Published 24/04/2025, 16:54
ServiceNow stock price target raised to $1,025 at UBS

On Thursday, UBS analyst Karl Keirstead increased the price target on ServiceNow (NYSE:NOW) to $1,025 from the previous target of $900, while retaining a Buy rating on the stock. According to InvestingPro data, analyst targets for ServiceNow currently range from $716 to $1,300, with the company commanding a substantial market capitalization of $193.64 billion. Keirstead’s adjustment comes after ServiceNow announced it would lower its 2025 constant currency subscription revenue growth forecast slightly from 20.0% to 19.5%. This revision comes despite the company’s impressive track record, with InvestingPro showing a robust revenue growth of 22.44% over the last twelve months and an outstanding gross profit margin of 79.18%. This revision also includes a more conservative outlook for its third-quarter 2025 committed remaining performance obligations (cRPO) and backlog guidance, along with plans to scale back on hiring.

The analyst noted that, despite the challenging macroeconomic environment and Federal Reserve trends, the impact on ServiceNow was relatively minor compared to the concerns of Wall Street.
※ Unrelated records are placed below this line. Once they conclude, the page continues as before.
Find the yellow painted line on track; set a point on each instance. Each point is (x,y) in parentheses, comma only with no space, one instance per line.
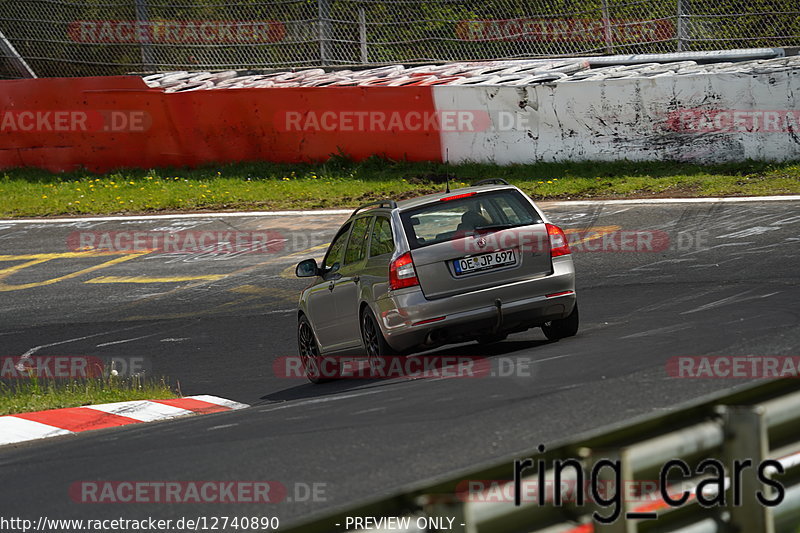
(595,232)
(147,279)
(36,259)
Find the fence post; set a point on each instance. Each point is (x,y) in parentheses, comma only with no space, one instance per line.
(362,34)
(747,439)
(607,27)
(14,57)
(324,20)
(143,21)
(679,30)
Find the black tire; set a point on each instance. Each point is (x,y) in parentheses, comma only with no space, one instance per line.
(565,327)
(310,357)
(375,344)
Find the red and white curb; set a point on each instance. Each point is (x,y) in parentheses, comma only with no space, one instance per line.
(42,424)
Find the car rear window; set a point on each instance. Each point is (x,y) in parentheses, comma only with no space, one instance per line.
(445,220)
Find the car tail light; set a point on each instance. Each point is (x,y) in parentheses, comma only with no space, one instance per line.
(402,273)
(558,241)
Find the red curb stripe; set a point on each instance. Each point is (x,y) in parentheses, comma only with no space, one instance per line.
(197,406)
(77,419)
(585,528)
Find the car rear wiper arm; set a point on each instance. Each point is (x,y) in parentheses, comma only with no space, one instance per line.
(496,227)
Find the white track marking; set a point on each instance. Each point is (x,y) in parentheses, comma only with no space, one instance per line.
(37,348)
(125,340)
(219,401)
(14,429)
(141,410)
(736,298)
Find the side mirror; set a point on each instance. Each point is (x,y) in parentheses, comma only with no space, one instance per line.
(307,269)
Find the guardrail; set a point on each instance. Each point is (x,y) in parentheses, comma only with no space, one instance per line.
(760,423)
This follows SAP’s earnings report, which also exceeded the gloomy expectations that were prevalent.

Keirstead’s commentary highlighted that ServiceNow’s stock managed to maintain a more than 10% increase after hours, but he also cautioned that the general consensus suggests the industry may still face challenges ahead. Despite this, UBS maintains a positive outlook on the company’s shares.

ServiceNow’s decision to adjust its growth outlook and hiring plans is a response to the broader economic pressures and the desire to maintain financial prudence. The company’s conservative stance on its third-quarter backlog guidance reflects its strategic approach to navigate through uncertain economic times. InvestingPro analysis reveals that ServiceNow maintains a strong financial health score of GOOD, with moderate debt levels and sufficient cash flows to cover interest payments. For deeper insights into ServiceNow’s financial metrics and 12+ additional ProTips, explore the comprehensive Pro Research Report available on InvestingPro.
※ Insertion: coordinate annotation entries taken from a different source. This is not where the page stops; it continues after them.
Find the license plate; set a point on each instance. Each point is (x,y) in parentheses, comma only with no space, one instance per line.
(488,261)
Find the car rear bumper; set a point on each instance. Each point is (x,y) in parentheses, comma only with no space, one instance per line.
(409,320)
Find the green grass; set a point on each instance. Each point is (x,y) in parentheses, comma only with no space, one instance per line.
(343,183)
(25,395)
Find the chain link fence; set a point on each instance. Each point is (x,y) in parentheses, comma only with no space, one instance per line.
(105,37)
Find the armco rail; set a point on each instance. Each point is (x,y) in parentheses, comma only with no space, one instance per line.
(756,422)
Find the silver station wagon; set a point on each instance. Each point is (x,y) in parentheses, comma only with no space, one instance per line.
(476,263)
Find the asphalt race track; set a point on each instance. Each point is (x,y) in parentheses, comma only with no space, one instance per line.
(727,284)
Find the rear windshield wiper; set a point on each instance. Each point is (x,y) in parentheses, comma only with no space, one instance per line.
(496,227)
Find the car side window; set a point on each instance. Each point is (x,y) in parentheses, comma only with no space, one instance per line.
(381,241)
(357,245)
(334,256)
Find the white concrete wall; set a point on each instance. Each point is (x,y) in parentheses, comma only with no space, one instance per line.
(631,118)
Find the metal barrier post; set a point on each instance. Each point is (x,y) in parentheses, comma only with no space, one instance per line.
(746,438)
Keirstead’s maintained Buy rating indicates a confidence in ServiceNow’s ability to perform well despite the slight adjustment in its growth forecast. The new price target of $1,025 represents UBS’s belief in the company’s value and potential for growth in the near future.
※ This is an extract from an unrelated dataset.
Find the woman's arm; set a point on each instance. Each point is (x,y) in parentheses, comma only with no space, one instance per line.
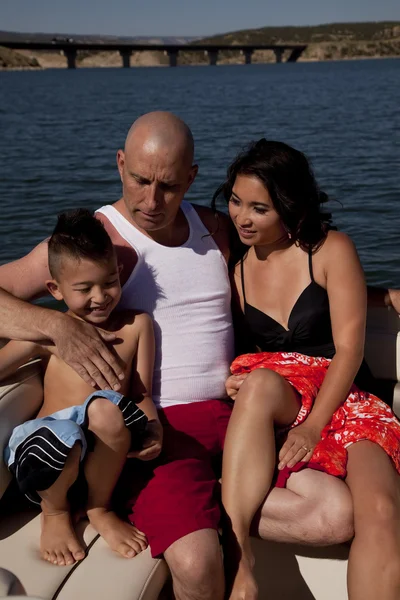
(347,294)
In other recent news, ServiceNow has reported its first-quarter earnings for 2025, slightly exceeding revenue expectations despite economic concerns and potential impacts from the Department of Defense Enterprise Office Solutions. The company achieved a constant currency revenue beat, though it marginally revised its full-year guidance downward by over $35 million. Analysts at Bernstein have adjusted their price target to $1,003 while maintaining an Outperform rating, citing the company’s resilience and strong demand indicators. BMO Capital Markets also increased their price target to $1,025, highlighting ServiceNow’s solid Commitment to Future Revenue Performance results and maintaining an Outperform rating. RBC Capital Markets raised their target to $1,060, emphasizing ServiceNow’s strong quarterly results and momentum in artificial intelligence offerings. TD Cowen held a $1,100 target, praising the company’s robust performance and strategic management in mitigating federal business risks. Cantor Fitzgerald reaffirmed an Overweight rating with a steady price target of $1,048, noting ServiceNow’s impressive growth in remaining performance obligations and expansion into new workflow areas like customer relationship management and artificial intelligence technologies. These developments reflect a positive outlook from multiple analysts, who recognize ServiceNow’s strategic positioning and growth potential in the current market environment.